TCMB yarın kritik bir toplantının ardından faiz kararını açıklayacak. Peki, Merkez Bankası’nın faiz kararı borsa için tehdit oluşturuyor mu? İşte uzmanların konuyla ilgili yorumları..
Dolar, borsa ve altın yatırımcıları, eylül ayında politika faizini 500 baz puan artırarak yüzde 30 seviyesine yükselten TCMB’nin ekim ayı faiz kararını beklemeye başladı.
Merkez Bankası’nın kritik toplantısından çıkacak karar, yarın saat 14.00'te açıklanacak. Açıklanacak kararın, başta döviz kurları olmak üzere altın ve borsada da derin etkiler yaratma potansiyeli bulunuyor. Bu sebeple yatırımcılar da dört gözle TCMB’den çıkacak kararı bekliyor.
Diğer tüm değişkenler sabitken, faizlerin artırıldığı bir ortamda döviz kurlarında ve borsada düşüş yaşanması, tersi bir senaryoda ise yükselişlerin hızlanması beklenebilir.
Yukarıdaki grafikte yer alan beklenti ve faiz kararı arasındaki makasın açıldığı dönemler ise finans piyasalarında oynaklığın arttığı dönemler olarak kayıtlara geçmişti.
Buna göre haziran ayı PPK toplantısında beklentinin karşılanamaması sonrasında hem dolar/TL, hem de BIST 100 endeksinde sert yükselişler yaşanmıştı.
TCMB’nin beklentileri aşarak piyasaları şaşırttığı ağustos toplantısındaki faiz kararı ise dolar/TL'de 2 TL'ye yakın düşüş yaşanmasına yol açmıştı. Bu dönemde beklentilerin aksine borsada ise primli bir seyir izlenmişti.
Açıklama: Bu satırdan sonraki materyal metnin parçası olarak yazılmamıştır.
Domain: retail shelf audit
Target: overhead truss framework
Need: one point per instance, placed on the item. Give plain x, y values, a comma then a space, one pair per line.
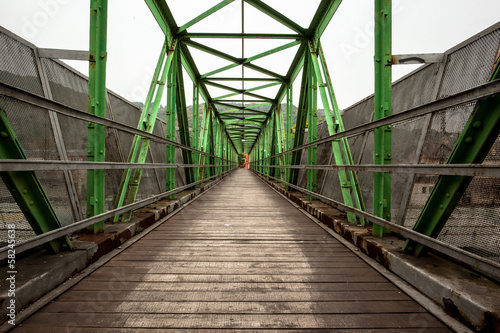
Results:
249, 98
Bu toplantıda TCMB ise piyasa beklentisi 250 baz puan artış olmasına karşın, politika faizini 750 baz puan artırarak yüzde 25'e çıkarmıştı. Karar metninde, parasal sıkılaşma sürecinin devam ettiği vurgusu yapılırken, enflasyondaki yukarı yönlü seyrin devam edeceği mesajı verilmişti. Doğrudan yabancı yatırımlar, dış finansman koşullarındaki iyileşme, rezervlerde süregelen artış ve turizm gelirlerinin cari işlemler hesabına desteğine de değinilen toplantı özetinde fiyat istikrarının altı çizilmişti. Hazine ve Maliye Bakanı Mehmet Şimşek’te sosyal medya hesabından, kararlıyız, fiyat istikrarı önceliğimiz açıklamasında bulunmuştu.
Bu faktörler ise borsadaki yükselişi destekleyen temel katalizörler olmuştu. Geçmiş verilerden görüleceği üzere finans piyasalarındaki değişimi açıklayabilmek için tek bir faktör yeterli olmuyor, diğer pek çok gelişme de finans piyasaları üzerinde etkili olabiliyor.
"Borsadan kaçıp mevduata gidecek bir ortam yok"
Ancak, Merkez Bankası’nın faiz artırımlarına paralel olarak mevduat faizlerinde yaşanan yükseliş, son yıllarda borsaya akın eden yatırımcıların bir kısmının mevduata dönebileceği endişelerini de beraberinde getirdi.
Mevduat faizlerinin yüzde 50 seviyelerine yaklaşmasının Borsa İstanbul için risk oluşturabileceğini ancak şu anda borsadan kaçıp mevduata gidecek bir ortam olmadığını dile getiren Allbatross Portföy Fon Yöneticisi Filiz Özcan ise 2024 yılında pozitif reel getiriden söz edilebileceğini, bunun da yabancı yatırımcı için uygun ortamı oluşturacağını söyledi.
Özcan ayrıca kısa vadeli faizlerin yükseliyor olmasının aslında ilerleyen dönemlerde uzun dönemli faizleri aşağı çekecek bir ortamı hazırlayacağını, o yüzden borsadan tamamen vazgeçmemek gerektiğini belirterek, “2024 yılının ilk altı ayına kadar olan süreci borsa tarafında temkinli ama geri çekilmeleri biriktirme yeri olarak değerlendirildiği bir dönem olarak görmek gerekir. Çünkü yabancı girişi tekrar başlarsa çok önemli bir fon akımından bahsedebiliriz” değerlendirmesinde bulundu.